Bisognerebbe portare i bambini ad ascoltare la musica. Lasciare che lo stupore si impossessi di loro“.

Arte e creatività svolgono un ruolo fondamentale nell’ambito dell’evoluzione infantile, tuttavia, per molti versi, entrambe sembrano essere oggetto di scarso interesse da parte delle istituzioni.

Purtroppo queste discipline, spesso, sono messe in secondo piano da un sistema scolastico che non privilegia la pratica artistica. L’opinione che prevale è quella secondo cui non importa se a scuola non si studia la musica o l’arte, perché saranno i genitori, a far impartire lezioni private ai loro figli.
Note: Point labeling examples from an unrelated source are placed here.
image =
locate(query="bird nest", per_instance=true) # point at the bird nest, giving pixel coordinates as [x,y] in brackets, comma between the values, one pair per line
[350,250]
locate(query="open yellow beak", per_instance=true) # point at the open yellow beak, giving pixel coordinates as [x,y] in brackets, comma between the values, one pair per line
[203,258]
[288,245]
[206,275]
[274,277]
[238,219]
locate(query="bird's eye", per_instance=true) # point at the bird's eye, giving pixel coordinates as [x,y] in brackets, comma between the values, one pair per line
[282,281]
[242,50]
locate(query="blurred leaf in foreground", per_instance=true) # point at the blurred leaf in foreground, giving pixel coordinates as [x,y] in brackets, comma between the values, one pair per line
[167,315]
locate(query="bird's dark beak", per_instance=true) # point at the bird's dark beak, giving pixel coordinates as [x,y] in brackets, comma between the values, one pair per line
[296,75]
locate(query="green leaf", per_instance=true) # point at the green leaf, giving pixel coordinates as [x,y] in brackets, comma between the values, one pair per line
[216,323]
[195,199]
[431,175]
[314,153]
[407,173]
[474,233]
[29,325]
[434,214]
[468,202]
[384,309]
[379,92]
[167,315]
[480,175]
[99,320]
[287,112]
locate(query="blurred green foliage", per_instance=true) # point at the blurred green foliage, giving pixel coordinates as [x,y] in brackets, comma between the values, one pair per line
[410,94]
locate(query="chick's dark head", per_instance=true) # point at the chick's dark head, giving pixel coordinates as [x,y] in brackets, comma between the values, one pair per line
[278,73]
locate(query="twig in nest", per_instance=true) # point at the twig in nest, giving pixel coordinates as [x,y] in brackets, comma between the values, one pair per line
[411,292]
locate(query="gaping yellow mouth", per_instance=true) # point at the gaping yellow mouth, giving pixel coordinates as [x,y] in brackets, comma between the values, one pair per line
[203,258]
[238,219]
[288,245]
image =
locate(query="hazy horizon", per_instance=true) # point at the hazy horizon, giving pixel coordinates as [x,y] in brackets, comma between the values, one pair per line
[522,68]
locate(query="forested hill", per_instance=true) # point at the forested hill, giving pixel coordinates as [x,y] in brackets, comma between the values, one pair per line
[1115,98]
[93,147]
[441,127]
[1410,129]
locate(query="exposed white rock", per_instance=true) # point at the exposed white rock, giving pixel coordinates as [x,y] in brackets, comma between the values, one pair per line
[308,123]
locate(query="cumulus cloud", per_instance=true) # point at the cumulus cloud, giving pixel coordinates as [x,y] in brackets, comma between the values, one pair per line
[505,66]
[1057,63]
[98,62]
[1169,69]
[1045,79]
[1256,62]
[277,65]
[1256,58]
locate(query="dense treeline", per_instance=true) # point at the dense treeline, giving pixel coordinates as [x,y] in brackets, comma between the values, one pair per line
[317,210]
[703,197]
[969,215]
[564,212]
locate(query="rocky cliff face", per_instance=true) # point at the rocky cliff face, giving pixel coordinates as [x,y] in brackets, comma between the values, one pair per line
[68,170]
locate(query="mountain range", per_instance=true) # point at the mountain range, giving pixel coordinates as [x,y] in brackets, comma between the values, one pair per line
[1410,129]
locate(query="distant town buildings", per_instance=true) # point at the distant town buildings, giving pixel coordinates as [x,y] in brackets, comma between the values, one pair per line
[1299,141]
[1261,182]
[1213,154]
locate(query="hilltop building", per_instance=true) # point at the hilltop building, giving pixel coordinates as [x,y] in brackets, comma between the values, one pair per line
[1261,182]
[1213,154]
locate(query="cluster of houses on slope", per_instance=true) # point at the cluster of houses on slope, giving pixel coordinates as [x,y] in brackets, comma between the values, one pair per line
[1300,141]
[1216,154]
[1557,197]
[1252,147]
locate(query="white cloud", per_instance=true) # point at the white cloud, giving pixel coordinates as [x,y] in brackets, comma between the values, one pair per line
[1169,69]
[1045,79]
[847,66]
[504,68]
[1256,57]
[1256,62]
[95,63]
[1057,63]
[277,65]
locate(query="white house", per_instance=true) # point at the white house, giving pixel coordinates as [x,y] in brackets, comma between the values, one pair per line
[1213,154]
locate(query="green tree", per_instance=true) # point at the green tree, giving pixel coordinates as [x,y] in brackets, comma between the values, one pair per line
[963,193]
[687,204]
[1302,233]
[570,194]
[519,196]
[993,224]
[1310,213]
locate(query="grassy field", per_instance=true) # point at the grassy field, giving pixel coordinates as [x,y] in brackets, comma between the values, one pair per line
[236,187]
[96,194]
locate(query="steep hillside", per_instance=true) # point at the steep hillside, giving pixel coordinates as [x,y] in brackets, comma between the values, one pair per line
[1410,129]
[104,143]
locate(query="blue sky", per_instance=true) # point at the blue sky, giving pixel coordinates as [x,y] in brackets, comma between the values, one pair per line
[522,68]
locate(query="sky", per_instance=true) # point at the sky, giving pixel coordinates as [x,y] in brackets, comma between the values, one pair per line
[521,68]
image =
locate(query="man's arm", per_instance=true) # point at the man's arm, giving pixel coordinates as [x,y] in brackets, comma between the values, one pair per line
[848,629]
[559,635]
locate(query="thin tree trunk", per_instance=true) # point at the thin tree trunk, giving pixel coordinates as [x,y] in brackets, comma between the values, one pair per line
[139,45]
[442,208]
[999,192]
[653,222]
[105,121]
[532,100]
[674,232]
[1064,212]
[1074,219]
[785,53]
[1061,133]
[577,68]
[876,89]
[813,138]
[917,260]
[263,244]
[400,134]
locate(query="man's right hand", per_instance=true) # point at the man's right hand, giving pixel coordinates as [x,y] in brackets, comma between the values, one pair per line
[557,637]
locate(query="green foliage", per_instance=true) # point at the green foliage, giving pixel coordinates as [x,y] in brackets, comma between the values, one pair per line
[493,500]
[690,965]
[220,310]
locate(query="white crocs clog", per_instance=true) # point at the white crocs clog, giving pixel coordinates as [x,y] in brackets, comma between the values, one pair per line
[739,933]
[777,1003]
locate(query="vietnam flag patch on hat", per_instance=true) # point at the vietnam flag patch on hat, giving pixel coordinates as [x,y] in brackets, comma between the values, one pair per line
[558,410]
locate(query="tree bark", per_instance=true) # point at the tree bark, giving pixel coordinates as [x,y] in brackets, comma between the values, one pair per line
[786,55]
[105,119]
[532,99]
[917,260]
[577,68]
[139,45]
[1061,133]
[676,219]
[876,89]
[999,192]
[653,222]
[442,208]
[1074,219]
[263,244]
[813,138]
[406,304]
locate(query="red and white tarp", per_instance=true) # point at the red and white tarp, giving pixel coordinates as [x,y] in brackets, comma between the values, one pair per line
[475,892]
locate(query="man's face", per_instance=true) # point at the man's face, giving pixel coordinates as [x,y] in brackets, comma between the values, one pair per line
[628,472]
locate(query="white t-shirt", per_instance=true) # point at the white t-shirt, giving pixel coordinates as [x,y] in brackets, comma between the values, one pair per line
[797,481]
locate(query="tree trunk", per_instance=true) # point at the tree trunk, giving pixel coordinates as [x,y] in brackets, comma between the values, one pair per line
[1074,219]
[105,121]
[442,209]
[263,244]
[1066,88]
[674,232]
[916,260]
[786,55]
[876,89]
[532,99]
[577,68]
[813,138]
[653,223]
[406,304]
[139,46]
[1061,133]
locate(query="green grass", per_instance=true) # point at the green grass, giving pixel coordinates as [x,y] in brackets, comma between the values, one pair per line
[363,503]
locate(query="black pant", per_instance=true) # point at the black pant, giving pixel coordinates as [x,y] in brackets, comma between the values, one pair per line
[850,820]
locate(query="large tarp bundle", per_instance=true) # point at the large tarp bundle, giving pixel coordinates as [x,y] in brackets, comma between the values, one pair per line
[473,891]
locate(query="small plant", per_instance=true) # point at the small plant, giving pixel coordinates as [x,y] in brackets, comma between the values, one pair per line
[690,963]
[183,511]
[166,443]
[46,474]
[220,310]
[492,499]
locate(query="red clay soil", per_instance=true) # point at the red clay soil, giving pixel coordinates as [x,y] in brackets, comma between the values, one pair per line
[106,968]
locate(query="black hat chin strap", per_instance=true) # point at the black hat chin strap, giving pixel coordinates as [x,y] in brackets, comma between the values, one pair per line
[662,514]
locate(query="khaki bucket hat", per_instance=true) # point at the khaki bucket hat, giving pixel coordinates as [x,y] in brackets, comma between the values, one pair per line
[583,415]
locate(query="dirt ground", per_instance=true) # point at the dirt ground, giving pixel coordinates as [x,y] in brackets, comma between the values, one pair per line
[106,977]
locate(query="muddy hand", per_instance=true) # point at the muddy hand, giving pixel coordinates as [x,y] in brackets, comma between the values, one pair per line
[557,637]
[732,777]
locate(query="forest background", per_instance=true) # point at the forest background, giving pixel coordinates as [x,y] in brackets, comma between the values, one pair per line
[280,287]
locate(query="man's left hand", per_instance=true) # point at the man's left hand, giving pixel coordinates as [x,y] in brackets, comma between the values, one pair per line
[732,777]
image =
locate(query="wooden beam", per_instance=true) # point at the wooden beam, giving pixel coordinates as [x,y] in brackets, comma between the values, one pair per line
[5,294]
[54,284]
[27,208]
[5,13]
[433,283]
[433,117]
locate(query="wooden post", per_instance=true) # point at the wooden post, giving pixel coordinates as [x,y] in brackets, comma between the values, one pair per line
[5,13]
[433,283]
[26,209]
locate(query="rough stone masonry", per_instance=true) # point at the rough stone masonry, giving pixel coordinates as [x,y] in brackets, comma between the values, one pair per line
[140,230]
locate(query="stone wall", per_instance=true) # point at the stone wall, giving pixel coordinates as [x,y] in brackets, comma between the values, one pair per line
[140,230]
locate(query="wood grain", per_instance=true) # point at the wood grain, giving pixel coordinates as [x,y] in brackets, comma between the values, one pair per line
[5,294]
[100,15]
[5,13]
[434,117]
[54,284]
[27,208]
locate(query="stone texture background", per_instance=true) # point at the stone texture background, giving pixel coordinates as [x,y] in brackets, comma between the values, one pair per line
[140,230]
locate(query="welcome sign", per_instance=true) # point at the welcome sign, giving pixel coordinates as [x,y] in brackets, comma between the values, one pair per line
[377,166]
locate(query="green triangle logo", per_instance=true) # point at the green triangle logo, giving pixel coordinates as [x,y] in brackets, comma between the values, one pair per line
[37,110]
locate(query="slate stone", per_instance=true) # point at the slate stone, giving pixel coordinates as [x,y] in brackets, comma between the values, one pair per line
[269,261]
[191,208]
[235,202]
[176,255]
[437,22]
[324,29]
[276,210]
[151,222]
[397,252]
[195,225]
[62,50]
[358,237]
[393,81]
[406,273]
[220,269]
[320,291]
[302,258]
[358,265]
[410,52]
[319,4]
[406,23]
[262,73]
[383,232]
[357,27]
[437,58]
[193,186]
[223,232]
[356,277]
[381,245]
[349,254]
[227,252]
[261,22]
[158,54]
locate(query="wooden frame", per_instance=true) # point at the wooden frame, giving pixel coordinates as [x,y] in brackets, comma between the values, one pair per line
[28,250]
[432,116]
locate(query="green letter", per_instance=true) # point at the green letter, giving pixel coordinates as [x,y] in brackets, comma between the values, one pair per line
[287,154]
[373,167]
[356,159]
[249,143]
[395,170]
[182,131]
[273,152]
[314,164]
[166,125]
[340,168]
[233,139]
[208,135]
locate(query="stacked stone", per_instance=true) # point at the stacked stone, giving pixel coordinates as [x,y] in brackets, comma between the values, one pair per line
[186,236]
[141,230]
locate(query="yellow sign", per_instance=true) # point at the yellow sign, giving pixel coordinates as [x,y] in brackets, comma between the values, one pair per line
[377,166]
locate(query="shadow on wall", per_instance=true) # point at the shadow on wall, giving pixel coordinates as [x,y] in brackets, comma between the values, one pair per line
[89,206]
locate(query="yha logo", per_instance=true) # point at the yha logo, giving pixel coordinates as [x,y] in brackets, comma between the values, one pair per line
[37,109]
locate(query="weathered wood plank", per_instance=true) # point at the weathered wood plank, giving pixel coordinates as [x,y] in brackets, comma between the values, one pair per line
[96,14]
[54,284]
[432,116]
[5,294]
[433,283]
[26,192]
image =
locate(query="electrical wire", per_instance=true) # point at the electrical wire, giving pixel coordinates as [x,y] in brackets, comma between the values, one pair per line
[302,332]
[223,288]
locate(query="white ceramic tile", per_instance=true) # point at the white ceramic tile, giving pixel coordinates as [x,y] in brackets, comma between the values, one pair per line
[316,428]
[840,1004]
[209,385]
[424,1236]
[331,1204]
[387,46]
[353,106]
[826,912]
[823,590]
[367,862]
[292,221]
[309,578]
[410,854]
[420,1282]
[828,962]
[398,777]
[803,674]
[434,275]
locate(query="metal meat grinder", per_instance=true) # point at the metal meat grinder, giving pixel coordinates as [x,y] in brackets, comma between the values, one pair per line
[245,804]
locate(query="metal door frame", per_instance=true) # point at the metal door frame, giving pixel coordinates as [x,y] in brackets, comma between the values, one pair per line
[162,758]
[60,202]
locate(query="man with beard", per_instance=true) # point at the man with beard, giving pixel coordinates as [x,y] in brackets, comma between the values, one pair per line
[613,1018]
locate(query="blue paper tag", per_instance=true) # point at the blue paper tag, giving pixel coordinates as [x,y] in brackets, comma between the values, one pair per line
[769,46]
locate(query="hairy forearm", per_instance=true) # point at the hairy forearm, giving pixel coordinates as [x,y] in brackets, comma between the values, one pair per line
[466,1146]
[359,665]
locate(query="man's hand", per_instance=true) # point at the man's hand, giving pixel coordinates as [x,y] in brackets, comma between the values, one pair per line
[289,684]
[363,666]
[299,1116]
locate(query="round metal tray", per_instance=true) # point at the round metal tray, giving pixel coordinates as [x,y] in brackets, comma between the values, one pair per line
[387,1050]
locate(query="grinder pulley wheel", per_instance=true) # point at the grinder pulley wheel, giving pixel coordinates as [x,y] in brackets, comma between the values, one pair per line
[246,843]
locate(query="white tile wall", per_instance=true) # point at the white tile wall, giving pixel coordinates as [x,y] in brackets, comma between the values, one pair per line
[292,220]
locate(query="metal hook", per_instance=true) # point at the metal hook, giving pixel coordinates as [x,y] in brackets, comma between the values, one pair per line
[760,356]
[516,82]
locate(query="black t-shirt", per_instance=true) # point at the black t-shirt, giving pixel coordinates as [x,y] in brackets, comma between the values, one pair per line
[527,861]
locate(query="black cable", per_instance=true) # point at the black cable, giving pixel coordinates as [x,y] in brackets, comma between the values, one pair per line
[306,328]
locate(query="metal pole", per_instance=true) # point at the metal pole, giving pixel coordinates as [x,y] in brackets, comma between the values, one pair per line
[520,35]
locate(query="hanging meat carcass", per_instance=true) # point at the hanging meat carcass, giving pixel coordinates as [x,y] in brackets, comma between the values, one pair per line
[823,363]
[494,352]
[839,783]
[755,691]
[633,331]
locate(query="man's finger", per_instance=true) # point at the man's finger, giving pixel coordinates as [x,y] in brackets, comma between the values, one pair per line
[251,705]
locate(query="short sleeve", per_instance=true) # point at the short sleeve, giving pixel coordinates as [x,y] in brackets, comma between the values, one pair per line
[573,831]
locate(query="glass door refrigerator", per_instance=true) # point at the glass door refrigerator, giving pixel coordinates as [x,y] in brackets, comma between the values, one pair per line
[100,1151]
Questo significa relegare la musica e l’arte o anche lo sport  come semplici passatempi.

La concezione che hanno i pedagogisti, i filosofi e gli psicologi è totalmente diversa; molteplici studi hanno dimostrato, infatti, come la creatività sia un metodo sicuro per lo sviluppo fisico, cognitivo, emotivo-affettivo del bambino durante la prima e la seconda infanzia.

Arte e creatività sono,  fondamentali nello sviluppo e nella quotidianità del bambino poiché aumentano la capacità di creare concetti propri, di risolvere problemi in maniera diversa e innovativa, di apprendere ed entrare in contatto con gli altri. Il bambino nell’attuale sistema scolasticco non trova dei modi appropriati per esprimersi.

L’arte, la musica ma anche lo sport dovrebbero avere il giusto spazio nella formazione del bambino.

Come suggerisce il maestro Bosso: “Bisognerebbe portare i bambini ad ascoltare la musica. Lasciare che lo stupore si impossessi di loro. Questa, secondo me, è la vera magia. Non costringerli a cantare e a ballare solo per il piacere della zia di turno“.